A couple of seconds later, I realized I was in big trouble. See, my interspatial whushing depends on being able to see my goal in the heavens. That’s how I got to Mars, remember? I stood out under the night sky and raised my beseeching arms to the ruddy God of War, and like whush! there I was. So, despite my steering problems, I’ve always found my way home ‘cause I’ve always stayed sort of in the same neighborhood. Now, though, it was all different. I wasn‘t going to be able to see the Earth in the sky at all. And the sun-the right sun, our sun-would be just one bright dot lost among all the others. If it was even there at all.

But I hadn‘t been entirely abandoned by Fate. After all, I was only half a mile downwind from an observatory. They’d be able to point me in the right direction, I was sure of it.

I cranked uphill for a few minutes, starting to feel a little weirded out. The light from the small sun was the color of beet juice, and it kind of sluiced down over the trees and the road and made me look like I’d been boiled too long. I was just telling myself that I hoped no one would see me until I got inside the observatory, when I spotted this guy hustling down the road toward me.

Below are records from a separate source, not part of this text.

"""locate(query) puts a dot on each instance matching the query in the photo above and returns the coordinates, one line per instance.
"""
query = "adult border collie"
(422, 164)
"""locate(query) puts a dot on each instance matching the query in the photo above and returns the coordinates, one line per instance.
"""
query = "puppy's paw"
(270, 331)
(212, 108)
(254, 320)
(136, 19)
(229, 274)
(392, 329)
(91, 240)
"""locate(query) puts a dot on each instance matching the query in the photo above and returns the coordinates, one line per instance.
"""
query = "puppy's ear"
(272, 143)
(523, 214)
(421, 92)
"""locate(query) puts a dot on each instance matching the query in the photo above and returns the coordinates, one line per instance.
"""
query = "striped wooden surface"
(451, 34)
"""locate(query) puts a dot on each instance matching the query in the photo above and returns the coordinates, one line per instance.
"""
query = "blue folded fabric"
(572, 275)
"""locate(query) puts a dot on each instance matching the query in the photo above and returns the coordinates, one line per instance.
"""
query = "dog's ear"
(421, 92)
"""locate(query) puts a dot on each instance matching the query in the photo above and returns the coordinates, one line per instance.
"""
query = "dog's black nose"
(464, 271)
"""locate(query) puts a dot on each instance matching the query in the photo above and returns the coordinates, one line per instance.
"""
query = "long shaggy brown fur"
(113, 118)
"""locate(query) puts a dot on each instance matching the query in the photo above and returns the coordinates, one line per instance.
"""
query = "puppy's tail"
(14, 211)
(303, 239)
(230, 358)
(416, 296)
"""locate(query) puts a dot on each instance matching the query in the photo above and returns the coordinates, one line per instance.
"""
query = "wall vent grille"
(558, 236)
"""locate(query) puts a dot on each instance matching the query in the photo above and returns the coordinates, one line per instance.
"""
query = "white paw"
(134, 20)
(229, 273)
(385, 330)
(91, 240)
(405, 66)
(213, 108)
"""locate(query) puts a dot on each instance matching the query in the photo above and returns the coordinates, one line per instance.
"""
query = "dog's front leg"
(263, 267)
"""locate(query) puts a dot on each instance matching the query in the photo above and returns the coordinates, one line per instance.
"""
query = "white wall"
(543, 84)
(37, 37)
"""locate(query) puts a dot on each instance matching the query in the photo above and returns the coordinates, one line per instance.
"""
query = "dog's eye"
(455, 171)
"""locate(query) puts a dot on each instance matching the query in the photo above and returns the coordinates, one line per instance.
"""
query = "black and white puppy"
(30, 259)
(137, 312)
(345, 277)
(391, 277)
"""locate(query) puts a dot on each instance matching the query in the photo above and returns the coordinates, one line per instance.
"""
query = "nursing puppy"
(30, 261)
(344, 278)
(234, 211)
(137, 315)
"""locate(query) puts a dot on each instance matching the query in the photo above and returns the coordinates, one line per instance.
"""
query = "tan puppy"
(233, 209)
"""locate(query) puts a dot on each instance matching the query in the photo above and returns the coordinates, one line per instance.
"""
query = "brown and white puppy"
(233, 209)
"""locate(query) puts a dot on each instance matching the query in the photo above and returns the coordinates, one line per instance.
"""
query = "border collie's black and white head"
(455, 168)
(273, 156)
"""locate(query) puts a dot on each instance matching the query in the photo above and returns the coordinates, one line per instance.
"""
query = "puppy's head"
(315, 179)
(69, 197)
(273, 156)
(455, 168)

“Great,” I go, “he’ll think I’ve been pickled in a jar or something.” But there wasn’t anything I could do about it, so I stopped worrying. After all, his color was halfway between a crabapple and an eggplant, too.

He wasn’t a bad-looking guy, either, even though in that light he looked like the Xylocaine poster child. The only odd thing about him was his clothes. He had on a kind of silvery jumpsuit with those stupid things that stand up on your shoulders, like the visitors from the future always wore in old sci-fi movies. He looked like Superman’s dad from back in the good old days on Krypton. “Oh boy,” I go, “welcome to the World of Superscience. “

I guess he was just as freaked to see me. I mean, I was wearing my working outfit, which was just the gold brassiere and G-string I picked up on’ my travels, with Old Betsy hung on my hip. Maybe it was the broadsword, or maybe he was just overcome by my ample figure, but he just came to a stop in the middle of the road and stared. I mean, if I whush through space in a drop-dead outfit I stumbled on at Lillie Rubin, I land in Fred Flintstone’s backyard. If I slide into my fighting harness instead, it figures I end up in some totally tasteful garden party beyond the stars. You can’t win, right?